A frequently asked question is how to fetch values returned by interactive commands such as monitor in a script. The first problem is that these commands run indefinitely until a user intervenes, which a script cannot do. Instead run them with the once parameter, which executes the command a single time and then stops. Another issue is retrieving the returned variables: there is no as-value and no get, but there is do. It allows you to access variables returned by the command. For example:

[admin@1p_DUT_wAP ac] /interface> monitor-traffic ether1 once do={:global myBps $"rx-bits-per-second" }
...
[admin@1p_DUT_wAP ac] /interface> :environment print 

myBps=71464

Get file content received by fetch tool

The fetch tool makes it easy to download file content into memory and access it from a script. To do this, use the as-value parameter with output=user:

[admin@rack1_b34_CCR1036] > :put ([/tool fetch ftp://admin:@10.155.136.41/test.txt
 output=user as-value ]->"data")

my file content

Check script permissions

Let's say we have a script that creates and writes content to a file:

/system script add name=script1 policy=ftp,read,write source={
       /file print file=test;
       /file set test.txt content="my content"
}

Now let's add a scheduler that will try to execute this script:

/system scheduler
add interval=10s name=test on-event=script2 policy=read,write

After waiting 10 seconds, we can see that file was not created. If you look closely, script requires policy "ftp", to create a file, but scheduler has only "read" and "write" policies. To fix the problem, set scheduler to run with correct policies "read,write,ftp".
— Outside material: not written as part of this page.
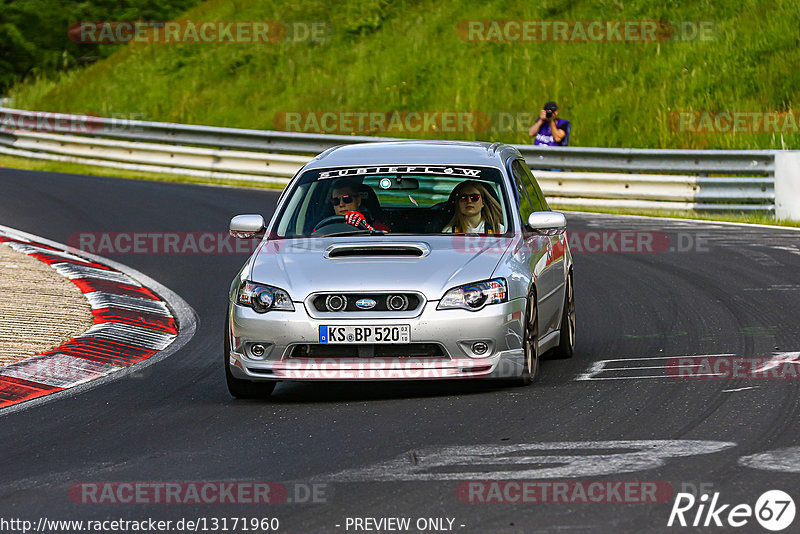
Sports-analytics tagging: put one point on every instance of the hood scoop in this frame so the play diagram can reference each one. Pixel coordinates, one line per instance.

This also applies when you run a script from netwatch, ppp on-event, and similar hooks, which are limited to the policies read,write,test,reboot. In such cases you cannot execute advanced scripts that create backups or files.

You can fix the limitation by using dont-require-permissions, but be very careful granting unrestricted permissions to scripts.

Be careful when using dont-require-permissions

It is possible to set script with dont-require-permissions parameter. Basically it allows anyone without adequate permissions to execute the script. For example, if a script has policies "read,write,test,sensitive", but user or application that executes the script has less, (for example, only "read,write"), then by setting dont-require-permissions=yes we will allow to run script anyway.

This could potentially allow to change sensitive information using script even if user that executes the script does not have enough permissions.